There was also development of the bakery further (reading about the baking experiments is always fun, I don't recommend it on an empty stomach though), and some of the background/supporting characters from earlier books stuck around and made themselves at home. It's always nice to see when that happens. It's also good to see when the backgrounders get their own smaller storylines tucked in, not just the main.

If I were to say one thing, I'd like the page count to have come down a bit further. While the length did work, and the longer story meant longer suspense, I found that time constrictions meant I was picking it up and putting it down. Made it a bit harder to stay in it - however, like I said, that's my own time-poor self talking. Overall I really enjoyed it.

4 stars.

Monday Book Review: The St Valentine's Day Cookie Massacre

I feel like I should run these thematically. A month of cozy mystery, a month of YA... I don't know. I haven't figured that out yet. I've read two skinny books tonight, but no murder mystery. Oops. (Also, I definitely, most emphatically did not download another 25 free Kobo eBooks)

So, okay. I'm pantsing here. I dug through my library and turned this one up: St Valentine's Day Cookie Massacre.

My summary: In cozy Hatter's Cove, the worst that happens is a bad restaurant review - which, with Kat the not-a-food-critic around, happens. Frequently. There's the opening of a new bakery, which sets the sinister scene.

Plot: Neat, tidy and quick. Moves swiftly through setting up the backstory, which I've noticed is a common enough scene in these types of cozy mystery. More on that shortly though. Follows the same sort of mystery plotline, in which someone gets bumped off and the protagonist is naturally the one quick enough on the uptake to figure it all out. It's all in a day's work, of course, and the mystery is unravelled just in time to meet the deadlines.

Characters: With Kat, it's kind of a heavy info-dump. If the Chef Maurice series gives you threads of details about the characters, Cookie Massacre gives you heavy blocky paragraphs.
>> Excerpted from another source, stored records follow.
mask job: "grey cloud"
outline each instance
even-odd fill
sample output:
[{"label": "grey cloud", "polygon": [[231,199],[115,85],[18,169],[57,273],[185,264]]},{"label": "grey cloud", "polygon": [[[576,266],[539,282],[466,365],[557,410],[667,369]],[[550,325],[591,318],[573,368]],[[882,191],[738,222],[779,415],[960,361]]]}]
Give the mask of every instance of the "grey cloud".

If you like reading it all at once and then chancing forgetting it as you read on, then it's good. Similar tale with the others, where you learn it all at once. Development isn't bad, but I did feel it was a touch slow-going to bring the characters to life in places.

Title and cover. Pretty cover, the title is a bit of a mouthful. Also, it's a tad inaccurate since there's no real massacre to speak of in the book. Homage to the actual St Valentine, one presumes.

I'm not operating my Netflix scale this week (it broke), but I am operating the interest-and-visualizing scale. I can't fault the description of locations and people; they're vivid enough that you can picture them.

Overall, 3 stars. Character development would have given it another half. If there were a sequel I'd be keeping an eye out for further fleshing out the characters. Give them - or take away - quirks and traits. The murderer became apparent as it progressed, mainly because of how motives were laid out and the facts gathered.

Food comparison: Chicken salad. Perfectly nice on its own, but wants a touch of seasoning so as to not be bland.